Adding this potential to Google Project Sunroof rooftop’s solar data increased the availability of solar siting to roughly 85.5% of the state’s electricity provided solely from solar carports and rooftops.
The authors examined only parking lots with at least 100 standard-sized parking spaces, and covering a minimum area of 29,400 square feet. Those criteria cut the number of potential sites to 16,900; later filtering lowered the total still more to 8,416. The authors then spot-checked 100 sites, and designed solar power plants for them. They speculated that, on average, 35% of the chosen sites were good candidates for solar panels.
The authors found that the final 8,416 sites across the state could generate 9,042 GWh of electricity within their first year of operation. The total capacity of these sites was 7,021 MWdc of solar power.

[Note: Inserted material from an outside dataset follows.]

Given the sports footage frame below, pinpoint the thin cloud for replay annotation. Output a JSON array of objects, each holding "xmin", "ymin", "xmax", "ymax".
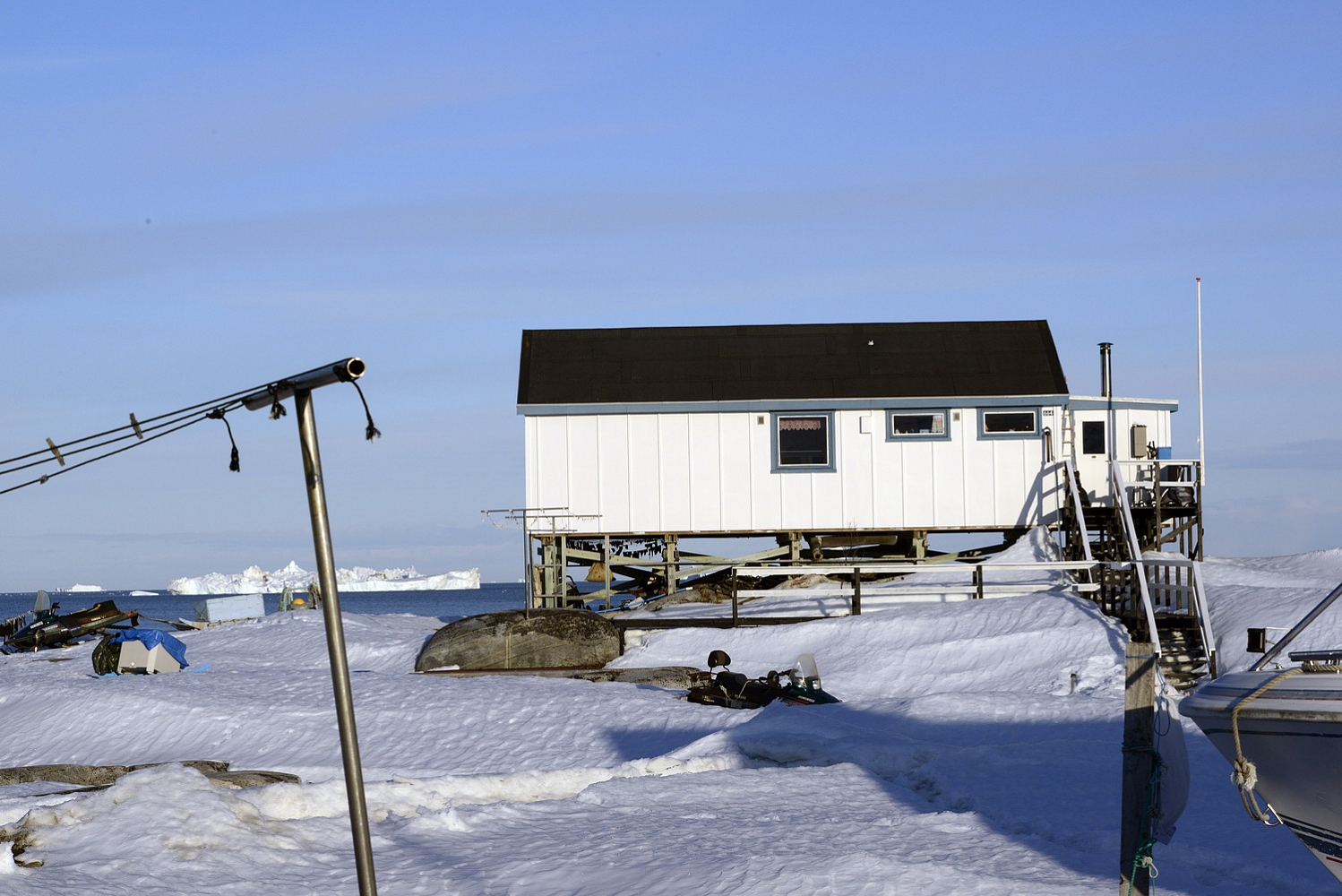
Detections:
[{"xmin": 1223, "ymin": 439, "xmax": 1342, "ymax": 470}]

Priced at $3.00 per Watt to install, the solar canopies would generate approximately $21 billion in construction activity.
The report was funded by social justice and clean energy group People’s Action for Clean Energy (PACE). In addition to the technical analysis, the report also found that a majority of the parking lots were located in areas that were either low income or non-white.
Building solar power in low-income areas offers multiple benefits beyond simply generating kilowatt hours. One benefit would be increasing job development in areas adjacent to people looking for local employment. A second might be that local generation of clean electricity could potentially allow for shutting down of gas power plants, which tend to be located in low-income and non-white communities.
Earlier analysis showed that solar power could power 100% of the energy and electricity in the United States using a relatively small amount of land. Additionally, research suggesting that getting to 80% of our electricity from wind+solar is relatively straightforward.
The knowledge that we can get 85% of all electricity from solar power on already developed rooftops and carports alone should be a huge positive for the environmental aspects of solar power.
And, just maybe, optimistic solar salespeople should reach out to the Yale authors to ask about their list of 8,416 sites, which are waiting for a cold call and a proposal.